Cette opération ne se faisait pas sans quelques imprudences: par exemple, lorsque les filets furent placés, un Indien plongea pour s’assurer qu’ils arrivaient bien jusqu’au fond, et que notre ennemi ne pouvait s’échapper en passant par-dessous; mais il pouvait fort bien se trouver entre l’intervalle qui séparait les filets, et croquer mon Indien.
Heureusement tout se passa au gré de nos désirs.

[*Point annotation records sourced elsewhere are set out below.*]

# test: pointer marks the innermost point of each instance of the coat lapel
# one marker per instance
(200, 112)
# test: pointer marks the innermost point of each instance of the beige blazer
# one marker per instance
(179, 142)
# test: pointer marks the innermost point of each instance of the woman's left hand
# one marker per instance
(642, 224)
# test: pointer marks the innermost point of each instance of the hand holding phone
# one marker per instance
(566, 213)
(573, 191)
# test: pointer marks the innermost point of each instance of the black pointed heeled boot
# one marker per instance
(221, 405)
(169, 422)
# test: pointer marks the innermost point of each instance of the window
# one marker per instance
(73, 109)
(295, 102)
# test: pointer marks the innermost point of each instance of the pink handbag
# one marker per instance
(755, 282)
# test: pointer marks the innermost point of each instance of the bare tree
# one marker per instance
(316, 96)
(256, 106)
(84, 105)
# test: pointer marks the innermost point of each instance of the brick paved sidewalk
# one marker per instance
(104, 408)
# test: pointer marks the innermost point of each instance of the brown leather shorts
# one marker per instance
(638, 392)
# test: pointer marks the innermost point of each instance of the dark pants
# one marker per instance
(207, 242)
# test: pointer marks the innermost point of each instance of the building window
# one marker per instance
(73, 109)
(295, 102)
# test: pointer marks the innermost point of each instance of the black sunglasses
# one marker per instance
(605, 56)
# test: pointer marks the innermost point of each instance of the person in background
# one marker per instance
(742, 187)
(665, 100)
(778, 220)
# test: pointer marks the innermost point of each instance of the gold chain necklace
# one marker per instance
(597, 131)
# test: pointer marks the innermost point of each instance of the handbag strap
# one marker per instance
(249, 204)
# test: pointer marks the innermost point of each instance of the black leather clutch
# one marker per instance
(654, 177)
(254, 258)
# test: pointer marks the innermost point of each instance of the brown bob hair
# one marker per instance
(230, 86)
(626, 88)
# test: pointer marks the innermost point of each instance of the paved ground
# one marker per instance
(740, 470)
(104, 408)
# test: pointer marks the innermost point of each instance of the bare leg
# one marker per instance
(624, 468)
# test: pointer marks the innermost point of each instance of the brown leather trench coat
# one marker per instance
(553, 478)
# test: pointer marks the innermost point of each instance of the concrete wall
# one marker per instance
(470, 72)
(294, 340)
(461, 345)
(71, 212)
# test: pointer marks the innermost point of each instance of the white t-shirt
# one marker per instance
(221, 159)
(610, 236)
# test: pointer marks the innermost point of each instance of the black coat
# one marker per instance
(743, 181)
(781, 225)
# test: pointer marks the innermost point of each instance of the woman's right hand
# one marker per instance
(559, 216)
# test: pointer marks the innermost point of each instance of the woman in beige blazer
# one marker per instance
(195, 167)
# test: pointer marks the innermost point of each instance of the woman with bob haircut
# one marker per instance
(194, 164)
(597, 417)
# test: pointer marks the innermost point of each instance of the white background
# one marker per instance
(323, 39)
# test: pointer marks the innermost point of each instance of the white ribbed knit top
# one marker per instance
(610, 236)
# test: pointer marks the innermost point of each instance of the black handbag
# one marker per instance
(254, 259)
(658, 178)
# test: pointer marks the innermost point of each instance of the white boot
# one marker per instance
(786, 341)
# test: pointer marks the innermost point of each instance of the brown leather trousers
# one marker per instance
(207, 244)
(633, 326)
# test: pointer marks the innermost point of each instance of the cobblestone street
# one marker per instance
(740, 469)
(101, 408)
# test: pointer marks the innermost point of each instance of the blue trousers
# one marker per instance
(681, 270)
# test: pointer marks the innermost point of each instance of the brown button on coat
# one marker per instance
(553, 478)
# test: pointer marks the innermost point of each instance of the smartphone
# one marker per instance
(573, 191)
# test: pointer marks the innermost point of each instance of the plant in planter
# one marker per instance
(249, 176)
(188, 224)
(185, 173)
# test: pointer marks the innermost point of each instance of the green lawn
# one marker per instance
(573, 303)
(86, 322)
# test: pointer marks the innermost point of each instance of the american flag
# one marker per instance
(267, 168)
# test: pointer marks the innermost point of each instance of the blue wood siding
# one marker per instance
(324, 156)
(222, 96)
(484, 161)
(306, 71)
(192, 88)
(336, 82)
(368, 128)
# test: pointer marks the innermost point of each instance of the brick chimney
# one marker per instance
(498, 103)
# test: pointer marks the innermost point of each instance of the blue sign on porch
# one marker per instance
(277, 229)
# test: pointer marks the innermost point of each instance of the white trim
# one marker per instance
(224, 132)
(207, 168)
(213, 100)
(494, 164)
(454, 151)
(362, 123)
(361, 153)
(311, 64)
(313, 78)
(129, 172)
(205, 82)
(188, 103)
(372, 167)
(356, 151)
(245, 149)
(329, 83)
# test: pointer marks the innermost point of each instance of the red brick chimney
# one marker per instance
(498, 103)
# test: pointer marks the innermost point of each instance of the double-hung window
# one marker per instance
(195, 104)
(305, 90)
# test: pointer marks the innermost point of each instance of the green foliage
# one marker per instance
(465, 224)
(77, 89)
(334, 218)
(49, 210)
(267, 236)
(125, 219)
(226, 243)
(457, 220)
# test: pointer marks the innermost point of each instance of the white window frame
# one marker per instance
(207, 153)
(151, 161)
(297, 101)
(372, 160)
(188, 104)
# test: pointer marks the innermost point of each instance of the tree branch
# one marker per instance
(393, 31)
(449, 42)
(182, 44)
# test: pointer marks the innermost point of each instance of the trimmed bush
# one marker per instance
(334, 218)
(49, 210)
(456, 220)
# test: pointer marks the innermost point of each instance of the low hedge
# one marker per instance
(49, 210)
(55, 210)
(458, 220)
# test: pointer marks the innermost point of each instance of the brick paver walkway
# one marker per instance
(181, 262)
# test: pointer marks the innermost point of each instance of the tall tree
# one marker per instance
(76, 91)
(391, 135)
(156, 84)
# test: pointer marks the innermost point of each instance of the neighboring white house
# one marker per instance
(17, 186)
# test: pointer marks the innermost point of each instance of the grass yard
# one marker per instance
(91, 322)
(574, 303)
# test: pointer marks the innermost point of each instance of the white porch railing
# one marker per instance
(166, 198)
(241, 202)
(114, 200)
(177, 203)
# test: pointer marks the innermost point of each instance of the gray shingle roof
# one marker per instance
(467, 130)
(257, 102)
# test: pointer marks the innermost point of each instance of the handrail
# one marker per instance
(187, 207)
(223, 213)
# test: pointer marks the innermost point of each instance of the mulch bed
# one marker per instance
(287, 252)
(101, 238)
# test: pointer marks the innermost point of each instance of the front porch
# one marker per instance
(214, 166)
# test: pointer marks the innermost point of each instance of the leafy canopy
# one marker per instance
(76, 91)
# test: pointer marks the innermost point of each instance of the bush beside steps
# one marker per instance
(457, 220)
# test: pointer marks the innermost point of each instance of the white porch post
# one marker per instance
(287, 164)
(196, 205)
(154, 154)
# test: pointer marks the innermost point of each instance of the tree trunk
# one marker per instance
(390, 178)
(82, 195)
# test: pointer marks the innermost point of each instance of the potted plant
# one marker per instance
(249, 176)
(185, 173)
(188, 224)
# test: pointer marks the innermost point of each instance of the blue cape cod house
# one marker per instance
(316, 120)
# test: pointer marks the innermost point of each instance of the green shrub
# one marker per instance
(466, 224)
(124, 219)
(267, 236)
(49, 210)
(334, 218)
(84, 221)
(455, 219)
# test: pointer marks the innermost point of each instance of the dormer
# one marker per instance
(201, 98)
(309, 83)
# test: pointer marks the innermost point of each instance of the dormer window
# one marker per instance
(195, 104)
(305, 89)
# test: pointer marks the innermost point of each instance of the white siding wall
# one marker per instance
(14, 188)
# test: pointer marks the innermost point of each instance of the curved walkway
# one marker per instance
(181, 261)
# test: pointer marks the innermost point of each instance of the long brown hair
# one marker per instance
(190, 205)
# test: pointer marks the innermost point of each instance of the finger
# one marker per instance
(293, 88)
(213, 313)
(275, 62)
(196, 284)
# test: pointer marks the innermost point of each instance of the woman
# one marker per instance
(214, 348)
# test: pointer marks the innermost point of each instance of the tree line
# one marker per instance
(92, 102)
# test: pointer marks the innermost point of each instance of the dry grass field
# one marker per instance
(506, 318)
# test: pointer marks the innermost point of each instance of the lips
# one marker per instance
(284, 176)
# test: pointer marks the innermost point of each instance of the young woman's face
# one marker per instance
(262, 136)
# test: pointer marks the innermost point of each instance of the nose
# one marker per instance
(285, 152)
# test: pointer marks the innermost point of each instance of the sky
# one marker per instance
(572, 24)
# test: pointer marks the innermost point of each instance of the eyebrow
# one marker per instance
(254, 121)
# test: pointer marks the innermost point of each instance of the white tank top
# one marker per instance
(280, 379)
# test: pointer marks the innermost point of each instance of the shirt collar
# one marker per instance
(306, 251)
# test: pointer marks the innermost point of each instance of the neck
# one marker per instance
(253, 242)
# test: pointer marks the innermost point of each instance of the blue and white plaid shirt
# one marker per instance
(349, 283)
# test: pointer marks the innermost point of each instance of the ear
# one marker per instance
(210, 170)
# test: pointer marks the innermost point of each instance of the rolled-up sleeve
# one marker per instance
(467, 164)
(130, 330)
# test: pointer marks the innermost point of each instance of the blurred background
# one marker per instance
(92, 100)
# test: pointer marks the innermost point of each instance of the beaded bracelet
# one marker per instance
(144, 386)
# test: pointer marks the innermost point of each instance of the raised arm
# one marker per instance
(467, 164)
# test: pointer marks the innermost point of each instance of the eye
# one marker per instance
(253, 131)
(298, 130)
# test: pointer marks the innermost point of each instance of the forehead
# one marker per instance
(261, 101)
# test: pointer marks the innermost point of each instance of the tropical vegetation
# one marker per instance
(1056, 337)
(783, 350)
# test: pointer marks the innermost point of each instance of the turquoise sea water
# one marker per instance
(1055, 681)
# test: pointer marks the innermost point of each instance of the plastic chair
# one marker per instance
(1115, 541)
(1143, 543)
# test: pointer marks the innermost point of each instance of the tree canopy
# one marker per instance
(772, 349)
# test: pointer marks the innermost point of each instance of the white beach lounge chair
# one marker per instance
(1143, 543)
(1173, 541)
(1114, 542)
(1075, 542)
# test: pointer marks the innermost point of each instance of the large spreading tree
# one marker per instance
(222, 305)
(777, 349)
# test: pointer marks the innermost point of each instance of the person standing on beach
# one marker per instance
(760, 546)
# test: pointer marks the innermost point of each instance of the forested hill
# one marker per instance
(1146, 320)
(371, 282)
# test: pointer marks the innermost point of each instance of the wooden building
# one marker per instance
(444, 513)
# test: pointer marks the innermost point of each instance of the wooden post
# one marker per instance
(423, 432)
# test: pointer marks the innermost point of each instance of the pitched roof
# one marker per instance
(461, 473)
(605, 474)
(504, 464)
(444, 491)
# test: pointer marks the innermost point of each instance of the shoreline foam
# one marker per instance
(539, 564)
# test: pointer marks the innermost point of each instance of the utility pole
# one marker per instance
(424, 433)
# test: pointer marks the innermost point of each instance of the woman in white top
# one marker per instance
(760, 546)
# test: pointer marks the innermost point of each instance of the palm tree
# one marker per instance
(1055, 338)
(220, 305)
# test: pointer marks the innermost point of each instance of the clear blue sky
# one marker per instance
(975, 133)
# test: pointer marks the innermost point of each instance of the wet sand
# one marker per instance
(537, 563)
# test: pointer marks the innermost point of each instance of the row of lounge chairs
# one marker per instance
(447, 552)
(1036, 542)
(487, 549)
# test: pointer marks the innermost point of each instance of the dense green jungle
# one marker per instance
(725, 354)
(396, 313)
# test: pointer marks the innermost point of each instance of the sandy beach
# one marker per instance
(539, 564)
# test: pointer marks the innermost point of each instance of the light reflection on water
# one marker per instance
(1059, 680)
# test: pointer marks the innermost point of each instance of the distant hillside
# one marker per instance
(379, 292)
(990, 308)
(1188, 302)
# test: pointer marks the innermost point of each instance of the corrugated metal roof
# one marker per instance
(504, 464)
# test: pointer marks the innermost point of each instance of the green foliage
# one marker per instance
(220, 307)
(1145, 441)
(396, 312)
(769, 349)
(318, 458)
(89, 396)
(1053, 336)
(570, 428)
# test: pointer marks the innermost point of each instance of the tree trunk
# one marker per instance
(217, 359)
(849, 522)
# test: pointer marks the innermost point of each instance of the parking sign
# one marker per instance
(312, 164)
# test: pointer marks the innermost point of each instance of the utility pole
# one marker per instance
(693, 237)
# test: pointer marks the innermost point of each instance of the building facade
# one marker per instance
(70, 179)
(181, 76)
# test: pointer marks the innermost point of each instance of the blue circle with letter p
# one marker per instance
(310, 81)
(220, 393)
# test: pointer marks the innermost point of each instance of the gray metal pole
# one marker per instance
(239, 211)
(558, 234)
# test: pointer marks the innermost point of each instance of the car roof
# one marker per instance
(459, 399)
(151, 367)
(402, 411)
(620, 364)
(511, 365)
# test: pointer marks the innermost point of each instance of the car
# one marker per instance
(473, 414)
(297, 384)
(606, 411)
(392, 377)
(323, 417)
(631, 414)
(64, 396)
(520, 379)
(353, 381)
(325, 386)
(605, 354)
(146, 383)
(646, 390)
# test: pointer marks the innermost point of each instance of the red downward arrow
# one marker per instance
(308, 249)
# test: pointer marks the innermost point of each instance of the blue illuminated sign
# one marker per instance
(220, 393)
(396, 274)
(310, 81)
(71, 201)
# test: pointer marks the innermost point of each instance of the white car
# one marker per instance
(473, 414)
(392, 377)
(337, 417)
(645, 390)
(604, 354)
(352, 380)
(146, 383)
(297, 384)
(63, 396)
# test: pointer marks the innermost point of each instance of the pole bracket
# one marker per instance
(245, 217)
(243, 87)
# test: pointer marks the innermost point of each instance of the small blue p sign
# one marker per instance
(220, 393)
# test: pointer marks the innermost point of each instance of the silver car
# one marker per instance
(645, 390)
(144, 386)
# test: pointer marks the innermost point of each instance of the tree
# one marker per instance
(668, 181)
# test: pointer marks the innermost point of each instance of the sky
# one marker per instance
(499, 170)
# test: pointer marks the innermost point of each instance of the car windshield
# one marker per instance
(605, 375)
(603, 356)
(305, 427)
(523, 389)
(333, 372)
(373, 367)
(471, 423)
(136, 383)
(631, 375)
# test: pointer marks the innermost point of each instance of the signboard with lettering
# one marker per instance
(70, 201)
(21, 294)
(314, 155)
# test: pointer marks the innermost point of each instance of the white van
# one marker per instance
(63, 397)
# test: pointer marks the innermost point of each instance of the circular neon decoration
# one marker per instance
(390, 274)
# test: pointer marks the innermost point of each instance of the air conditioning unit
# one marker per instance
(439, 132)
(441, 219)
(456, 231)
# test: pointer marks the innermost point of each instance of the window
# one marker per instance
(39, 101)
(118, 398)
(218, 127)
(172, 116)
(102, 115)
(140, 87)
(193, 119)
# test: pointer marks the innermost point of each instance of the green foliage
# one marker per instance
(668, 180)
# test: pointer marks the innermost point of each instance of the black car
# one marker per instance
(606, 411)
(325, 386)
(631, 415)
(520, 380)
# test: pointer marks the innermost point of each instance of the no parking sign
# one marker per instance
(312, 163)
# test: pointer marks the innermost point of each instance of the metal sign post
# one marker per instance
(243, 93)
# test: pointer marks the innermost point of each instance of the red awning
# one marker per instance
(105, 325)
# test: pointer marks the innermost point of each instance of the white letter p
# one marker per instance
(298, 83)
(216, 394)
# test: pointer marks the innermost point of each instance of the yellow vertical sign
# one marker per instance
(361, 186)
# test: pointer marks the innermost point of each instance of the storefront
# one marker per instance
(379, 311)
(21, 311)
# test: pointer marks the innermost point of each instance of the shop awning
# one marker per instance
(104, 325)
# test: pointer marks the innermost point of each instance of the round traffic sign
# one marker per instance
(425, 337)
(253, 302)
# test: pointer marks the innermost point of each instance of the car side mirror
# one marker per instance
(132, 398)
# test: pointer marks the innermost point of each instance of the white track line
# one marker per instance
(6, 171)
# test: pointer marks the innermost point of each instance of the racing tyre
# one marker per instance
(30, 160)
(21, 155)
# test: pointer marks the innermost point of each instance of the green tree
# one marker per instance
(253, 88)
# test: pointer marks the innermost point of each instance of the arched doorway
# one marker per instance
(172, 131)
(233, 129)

Quand tout fut prêt, je fis mettre sur la rivière trois pirogues fortement unies, bord contre bord, et au milieu quelques Indiens armés de lances et de grands bambous, avec lesquels ils pouvaient toucher le fond.
Enfin, toutes les mesures prises pour arriver à mon but sans craindre d’accident, mes Indiens avec leurs longs bambous commencèrent à battre la rivière.
Un animal d’une taille aussi formidable que celui dont nous faisions la recherche ne se cache pas facilement.
Aussi le vîmes-nous bientôt à la surface de l’eau, battant l’onde de sa longue queue, faisant claquer ses mâchoires, et cherchant à atteindre ceux qui osaient le troubler dans sa retraite.
Dès qu’il parut, chacun poussa des cris de joie; les Indiens des pirogues lui jetèrent leurs lances, et nous autres, placés sur les deux bords, nous fîmes une décharge générale; mais les balles rebondissaient sur les écailles sans pénétrer.